Episodios recientes: la Gran Recesión (2008-2014, España cayó -8,9 % de PIB acumulado), la recesión COVID (2020: -11,2 % en España), la expansión post-pandemia (2021-2024). La respuesta del BCE, la política fiscal europea (Next Gen) y la política monetaria han sido ejemplos en vivo de estabilización macroeconómica.
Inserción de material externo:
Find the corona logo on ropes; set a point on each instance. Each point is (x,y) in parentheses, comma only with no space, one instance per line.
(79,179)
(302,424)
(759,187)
El tema se estructura en 5 bloques: (1) concepto y fases; (2) tipos de ciclos; (3) teorías explicativas; (4) inversión y ciclo; (5) políticas estabilizadoras.
1. Concepto y fases
1.1. Definición
Según Burns y Mitchell (NBER, 1946), un ciclo económico es «un tipo de fluctuación encontrada en la actividad económica agregada de las naciones que organizan su trabajo principalmente en empresas comerciales: consisten en expansiones simultáneas en muchas actividades económicas, seguidas de contracciones…».
1.2. Fases del ciclo
El ciclo económico estándar se articula en seis fases cuyo reconocimiento empírico —ya en tiempo real— exige cautela metodológica (el NBER no declara una recesión hasta meses después de iniciada). La expansión es la fase dominante: el PIB crece por encima de su potencial, la tasa de paro desciende hacia o por debajo del NAIRU, el crédito se expande y los precios de los activos suben; los animal spirits keynesianos están en su punto alto. La cima (peak) es el máximo de actividad, a menudo reconocible solo en retrospectiva; en esta fase se acumulan los desequilibrios —sobreendeudamiento, valoraciones excesivas de activos, déficit externo— que precipitan la contracción. La recesión se define convencionalmente como dos trimestres consecutivos de PIB real negativo, aunque el NBER aplica criterios más amplios (caída sostenida en múltiples indicadores: empleo, ingreso, ventas). El paro aumenta, el consumo e inversión se retraen, los impagos de crédito suben. La depresión es una recesión profunda y prolongada: la Gran Depresión (EE.UU. 1929-1933, caída acumulada del PIB del 30 %) y la Gran Recesión española (2008-2014, caída del 8,9 %) son las referencias históricas recientes. El fondo (trough) es el mínimo, a partir del cual comienza la recuperación: mejora de la confianza, repunte de la inversión y del consumo, descenso del paro. La velocidad de la recuperación depende críticamente de las políticas activadas y de si el paro ha generado histéresis —deterioro permanente del capital humano y de la empleabilidad de los parados de larga duración.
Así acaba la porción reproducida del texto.